Find the quadratic variation of a sign function $X_t = sign(W_t)$ where $W$ is a brownian motion.
The sign function is defined as
$$sign(y)=\begin{cases} 1 & \text{ if } y>0 \\ 0 & \text{ if } y=0 \\ -1 & \text{ if } y<0 \end{cases}.$$
The quadratic variation is defined as
$$[sign(w)]_t = lim_{\left \| p \to 0 \right \|} \sum_{k=1}^{n} [ {sign(w_{t_{k+1}})} - {sign(w_{t_k})} ]^2$$
where the limit is taken over the partition $$max({t_{k+1}} -{t_k}) \to 0.$$
Since ${t_{k+1}} -{t_k}$ is very small, so $sign(w_{t+1})=sign(w_{t}).$
Hence the quadratic variation of a sign function is zero.
My question is:
Is my explanation right? Do we need to consider that at some point, sign function is turning -1 to 0 and to 1?
I feel like I didn't use the property that $W$ is brownian motion, do I miss anything?
Since the quadratic variation of a Brownian motion over [0,t] is t. Can I conclude that $sign(W)$ is not brownian motion from here?
Disclaimer: This is one of the question in my exam which I have blur memory. I would like to discuss whether I am on the right track.
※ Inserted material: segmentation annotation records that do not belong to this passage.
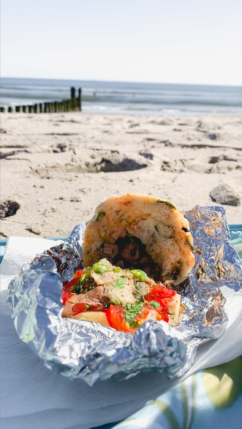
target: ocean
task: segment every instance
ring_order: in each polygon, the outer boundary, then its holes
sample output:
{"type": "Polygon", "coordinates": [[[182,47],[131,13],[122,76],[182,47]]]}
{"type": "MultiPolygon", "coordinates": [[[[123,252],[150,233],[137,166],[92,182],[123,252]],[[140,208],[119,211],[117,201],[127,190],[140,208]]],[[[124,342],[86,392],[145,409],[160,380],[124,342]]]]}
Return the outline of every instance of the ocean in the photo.
{"type": "Polygon", "coordinates": [[[60,101],[82,88],[87,113],[242,114],[242,87],[2,78],[1,106],[60,101]]]}

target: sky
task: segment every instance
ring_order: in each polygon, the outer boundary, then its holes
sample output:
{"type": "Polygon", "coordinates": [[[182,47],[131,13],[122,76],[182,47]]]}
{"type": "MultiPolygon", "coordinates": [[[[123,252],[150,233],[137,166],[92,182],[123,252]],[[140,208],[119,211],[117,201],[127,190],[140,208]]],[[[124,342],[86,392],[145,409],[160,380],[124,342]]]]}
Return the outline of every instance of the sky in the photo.
{"type": "Polygon", "coordinates": [[[1,0],[5,77],[242,85],[241,0],[1,0]]]}

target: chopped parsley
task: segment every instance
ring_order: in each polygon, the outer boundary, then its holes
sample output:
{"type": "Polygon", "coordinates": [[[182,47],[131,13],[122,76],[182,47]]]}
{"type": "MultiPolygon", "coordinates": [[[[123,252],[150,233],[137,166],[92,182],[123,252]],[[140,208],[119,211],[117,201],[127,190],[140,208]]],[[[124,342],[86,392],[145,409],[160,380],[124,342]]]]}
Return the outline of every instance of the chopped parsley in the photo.
{"type": "Polygon", "coordinates": [[[110,269],[109,267],[105,265],[102,262],[96,262],[90,268],[90,271],[94,271],[97,274],[103,274],[104,272],[111,271],[111,270],[110,269]]]}
{"type": "Polygon", "coordinates": [[[133,295],[134,298],[137,298],[142,293],[142,290],[139,282],[137,281],[137,283],[134,283],[134,286],[136,288],[136,290],[135,292],[134,292],[133,295]]]}
{"type": "Polygon", "coordinates": [[[115,287],[118,287],[120,289],[124,287],[125,285],[125,280],[124,278],[119,278],[117,280],[114,280],[114,283],[115,287]]]}
{"type": "Polygon", "coordinates": [[[135,325],[134,323],[136,314],[141,314],[143,310],[143,305],[139,301],[137,301],[134,304],[127,304],[127,310],[125,310],[125,320],[129,323],[131,327],[135,325]]]}
{"type": "Polygon", "coordinates": [[[149,303],[154,308],[158,308],[160,306],[159,303],[157,302],[156,301],[150,301],[149,303]]]}
{"type": "Polygon", "coordinates": [[[102,218],[104,218],[105,214],[106,213],[105,213],[105,211],[99,211],[97,216],[96,222],[100,222],[100,221],[102,221],[102,218]]]}

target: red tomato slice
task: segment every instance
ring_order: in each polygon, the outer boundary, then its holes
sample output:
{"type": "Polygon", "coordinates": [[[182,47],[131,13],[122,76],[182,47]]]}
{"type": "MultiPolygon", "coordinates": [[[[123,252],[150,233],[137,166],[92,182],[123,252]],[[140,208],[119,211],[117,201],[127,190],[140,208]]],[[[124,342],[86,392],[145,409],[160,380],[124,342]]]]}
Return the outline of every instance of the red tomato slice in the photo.
{"type": "Polygon", "coordinates": [[[161,302],[161,305],[158,308],[155,308],[156,311],[161,316],[161,320],[164,322],[169,322],[169,308],[165,304],[161,302]]]}
{"type": "Polygon", "coordinates": [[[162,299],[151,293],[148,293],[146,295],[145,299],[146,301],[155,301],[156,302],[158,302],[160,304],[160,306],[158,308],[153,308],[153,309],[155,309],[161,316],[162,320],[165,322],[169,322],[169,308],[163,302],[162,299]]]}
{"type": "Polygon", "coordinates": [[[174,295],[176,295],[176,292],[175,290],[169,289],[168,287],[164,287],[164,286],[156,286],[155,287],[153,287],[150,289],[149,294],[155,295],[162,299],[163,298],[173,296],[174,295]]]}
{"type": "Polygon", "coordinates": [[[72,316],[78,314],[79,313],[84,313],[86,311],[84,302],[78,302],[72,307],[72,316]]]}
{"type": "Polygon", "coordinates": [[[115,305],[111,304],[106,312],[106,317],[111,328],[121,330],[122,324],[124,319],[124,309],[121,305],[115,305]]]}
{"type": "Polygon", "coordinates": [[[63,287],[62,288],[61,297],[62,298],[63,305],[64,305],[66,302],[67,301],[67,299],[69,299],[69,298],[71,298],[72,296],[73,295],[75,295],[75,294],[74,294],[72,292],[72,288],[69,287],[66,284],[66,282],[65,282],[63,284],[63,287]]]}
{"type": "Polygon", "coordinates": [[[124,310],[121,305],[111,304],[106,312],[107,320],[111,328],[117,329],[117,331],[133,334],[135,329],[126,328],[124,324],[125,316],[124,310]]]}
{"type": "MultiPolygon", "coordinates": [[[[149,306],[151,308],[153,308],[151,305],[149,306]]],[[[134,317],[134,320],[136,320],[137,322],[138,322],[139,320],[143,320],[144,319],[146,319],[147,316],[148,316],[149,311],[147,307],[144,307],[143,308],[143,311],[141,314],[136,314],[135,317],[134,317]]]]}
{"type": "Polygon", "coordinates": [[[89,305],[88,311],[100,311],[102,310],[103,307],[102,305],[89,305]]]}
{"type": "Polygon", "coordinates": [[[78,269],[77,271],[76,271],[76,272],[75,272],[74,275],[75,276],[76,275],[78,276],[78,277],[81,277],[82,275],[83,274],[83,272],[84,271],[83,269],[78,269]]]}

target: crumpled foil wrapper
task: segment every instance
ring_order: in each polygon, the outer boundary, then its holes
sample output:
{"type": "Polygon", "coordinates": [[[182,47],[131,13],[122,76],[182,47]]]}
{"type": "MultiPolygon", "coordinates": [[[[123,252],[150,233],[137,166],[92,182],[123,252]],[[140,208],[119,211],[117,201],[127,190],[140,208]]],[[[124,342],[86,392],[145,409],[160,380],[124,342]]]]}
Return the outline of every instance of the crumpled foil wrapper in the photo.
{"type": "Polygon", "coordinates": [[[185,212],[194,244],[195,265],[176,287],[186,309],[179,325],[147,321],[132,335],[95,322],[63,319],[62,282],[83,268],[85,224],[78,225],[62,245],[24,266],[9,286],[12,317],[18,336],[50,369],[92,385],[115,376],[125,379],[140,372],[182,375],[197,346],[224,332],[228,321],[226,286],[242,287],[242,264],[230,239],[224,209],[197,206],[185,212]]]}

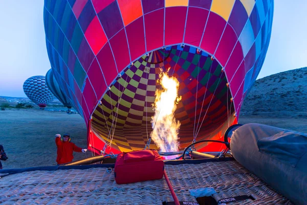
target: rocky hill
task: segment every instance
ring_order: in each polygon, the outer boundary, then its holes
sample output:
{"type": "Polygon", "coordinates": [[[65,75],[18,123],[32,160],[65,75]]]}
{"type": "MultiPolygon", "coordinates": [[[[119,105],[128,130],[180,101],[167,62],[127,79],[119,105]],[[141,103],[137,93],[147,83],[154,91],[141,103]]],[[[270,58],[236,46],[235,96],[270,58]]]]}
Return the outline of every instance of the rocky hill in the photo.
{"type": "Polygon", "coordinates": [[[256,80],[245,98],[240,115],[307,117],[307,67],[256,80]]]}

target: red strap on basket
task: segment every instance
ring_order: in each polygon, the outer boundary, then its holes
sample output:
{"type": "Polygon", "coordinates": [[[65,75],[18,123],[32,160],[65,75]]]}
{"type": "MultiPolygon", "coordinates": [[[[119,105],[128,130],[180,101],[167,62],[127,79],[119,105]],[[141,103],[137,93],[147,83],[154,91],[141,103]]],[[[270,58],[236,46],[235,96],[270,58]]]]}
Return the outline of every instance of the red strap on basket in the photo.
{"type": "Polygon", "coordinates": [[[164,175],[164,178],[165,178],[165,180],[166,180],[166,183],[167,183],[167,186],[168,186],[168,188],[169,188],[169,190],[170,191],[170,193],[171,194],[171,196],[172,196],[173,199],[174,199],[174,202],[175,202],[175,204],[176,205],[180,205],[180,203],[179,203],[179,201],[178,200],[178,199],[177,198],[177,196],[176,196],[176,194],[175,194],[175,192],[174,192],[174,190],[172,189],[172,187],[171,186],[171,184],[170,183],[170,181],[169,181],[169,179],[168,179],[168,177],[167,176],[167,175],[166,174],[166,172],[165,172],[165,170],[164,170],[163,174],[164,175]]]}

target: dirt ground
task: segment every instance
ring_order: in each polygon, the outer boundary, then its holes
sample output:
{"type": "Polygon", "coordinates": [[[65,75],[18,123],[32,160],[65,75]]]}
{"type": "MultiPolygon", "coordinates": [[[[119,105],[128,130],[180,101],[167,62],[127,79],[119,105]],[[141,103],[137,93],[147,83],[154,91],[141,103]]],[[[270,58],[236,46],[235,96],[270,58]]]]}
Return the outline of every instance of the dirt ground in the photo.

Thanks!
I want to make some conclusions myself based on comments from @zacharyselk and @saz.
All the explanation seems fine until the last statement--"Hence the quadratic variation of a sign function is zero."
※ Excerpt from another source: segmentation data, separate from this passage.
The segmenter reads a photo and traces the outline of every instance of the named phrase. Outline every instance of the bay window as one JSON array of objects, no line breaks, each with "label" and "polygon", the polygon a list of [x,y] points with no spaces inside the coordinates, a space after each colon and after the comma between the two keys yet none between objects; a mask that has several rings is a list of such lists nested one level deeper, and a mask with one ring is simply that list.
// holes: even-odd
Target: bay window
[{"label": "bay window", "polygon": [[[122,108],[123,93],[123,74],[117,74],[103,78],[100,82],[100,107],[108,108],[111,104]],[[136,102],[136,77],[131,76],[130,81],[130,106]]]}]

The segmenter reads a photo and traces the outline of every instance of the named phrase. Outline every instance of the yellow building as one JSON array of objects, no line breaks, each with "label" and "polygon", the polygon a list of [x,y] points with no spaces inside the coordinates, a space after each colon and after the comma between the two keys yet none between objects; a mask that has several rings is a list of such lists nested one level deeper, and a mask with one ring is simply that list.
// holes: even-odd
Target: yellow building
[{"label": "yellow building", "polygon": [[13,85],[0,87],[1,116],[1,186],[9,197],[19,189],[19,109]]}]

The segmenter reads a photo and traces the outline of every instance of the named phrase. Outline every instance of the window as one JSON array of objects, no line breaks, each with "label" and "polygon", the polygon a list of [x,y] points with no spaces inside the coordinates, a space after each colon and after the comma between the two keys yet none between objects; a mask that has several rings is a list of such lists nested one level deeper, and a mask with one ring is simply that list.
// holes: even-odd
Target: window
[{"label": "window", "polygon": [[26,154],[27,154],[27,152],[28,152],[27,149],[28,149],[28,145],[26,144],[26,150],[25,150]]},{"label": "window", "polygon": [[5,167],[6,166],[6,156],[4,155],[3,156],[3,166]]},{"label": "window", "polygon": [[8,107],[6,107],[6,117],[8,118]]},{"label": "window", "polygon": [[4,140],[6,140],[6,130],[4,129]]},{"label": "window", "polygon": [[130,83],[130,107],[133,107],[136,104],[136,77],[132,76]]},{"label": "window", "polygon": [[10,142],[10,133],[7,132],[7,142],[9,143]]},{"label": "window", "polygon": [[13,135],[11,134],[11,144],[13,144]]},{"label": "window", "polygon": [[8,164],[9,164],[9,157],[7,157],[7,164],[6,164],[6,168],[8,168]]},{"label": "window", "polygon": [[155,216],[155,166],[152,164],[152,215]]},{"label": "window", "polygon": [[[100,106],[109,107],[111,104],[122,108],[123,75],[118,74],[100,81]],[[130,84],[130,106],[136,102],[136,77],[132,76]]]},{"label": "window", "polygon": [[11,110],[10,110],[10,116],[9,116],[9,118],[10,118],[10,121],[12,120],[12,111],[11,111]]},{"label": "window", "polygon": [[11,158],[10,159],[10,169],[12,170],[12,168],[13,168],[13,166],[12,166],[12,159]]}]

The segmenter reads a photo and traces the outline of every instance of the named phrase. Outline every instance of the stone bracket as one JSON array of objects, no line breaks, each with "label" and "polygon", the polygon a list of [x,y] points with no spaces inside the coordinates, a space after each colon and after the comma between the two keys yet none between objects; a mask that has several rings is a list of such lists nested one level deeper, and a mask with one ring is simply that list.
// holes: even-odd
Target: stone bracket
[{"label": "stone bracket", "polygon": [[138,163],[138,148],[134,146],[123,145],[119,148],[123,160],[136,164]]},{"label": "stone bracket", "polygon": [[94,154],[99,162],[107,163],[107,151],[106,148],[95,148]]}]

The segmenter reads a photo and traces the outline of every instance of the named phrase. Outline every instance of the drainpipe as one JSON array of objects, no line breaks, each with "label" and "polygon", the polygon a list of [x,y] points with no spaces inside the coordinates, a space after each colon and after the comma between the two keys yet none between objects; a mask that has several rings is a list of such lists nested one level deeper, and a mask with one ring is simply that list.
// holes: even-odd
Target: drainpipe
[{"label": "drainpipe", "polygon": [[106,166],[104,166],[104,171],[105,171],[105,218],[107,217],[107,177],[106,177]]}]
Since ${t_{k+1}} -{t_k}$ is very small, so $sign(w_{t+1})=sign(w_{t})$ almost surely.
Those $sign(w_{t+1}) \neq sign(w_{t})$, then $[ {sign(w_{t_{k+1}})} - {sign(w_{t_k})} ]^2=1$. It is the circumstances when the brownian motion touch x-axis or leaving x-axis.
Since ${t_{k+1}} -{t_k} \to 0$, we won't see $[ {sign(w_{t_{k+1}})} - {sign(w_{t_k})} ]^2=4$. This means the brownian motion cross x-axis not just touching or leaving.
The main property for a brownian motion are:
$W_0 = 0$
$W_t$ is almost surely continuous
$W_t$ has independent increments.
$W_{t}-W_{s}\sim {\mathcal {N}}(0,t-s)$ (for $0\leq s\leq t$).
I use the second a.s. continuous assumption when I made the conclusion
${t_{k+1}} -{t_k}$ is very small, so $sign(w_{t+1})=sign(w_{t})$ almost surely.
I probably will need to use the independent and distribution assumption if I want to derive the distribution of the answer.
@Saz answers "Since $X_t$ takes only the values $−1$, $0$ and $1$, we know that $X_t$ is not Gaussian and therefore the process is not a Brownian motion."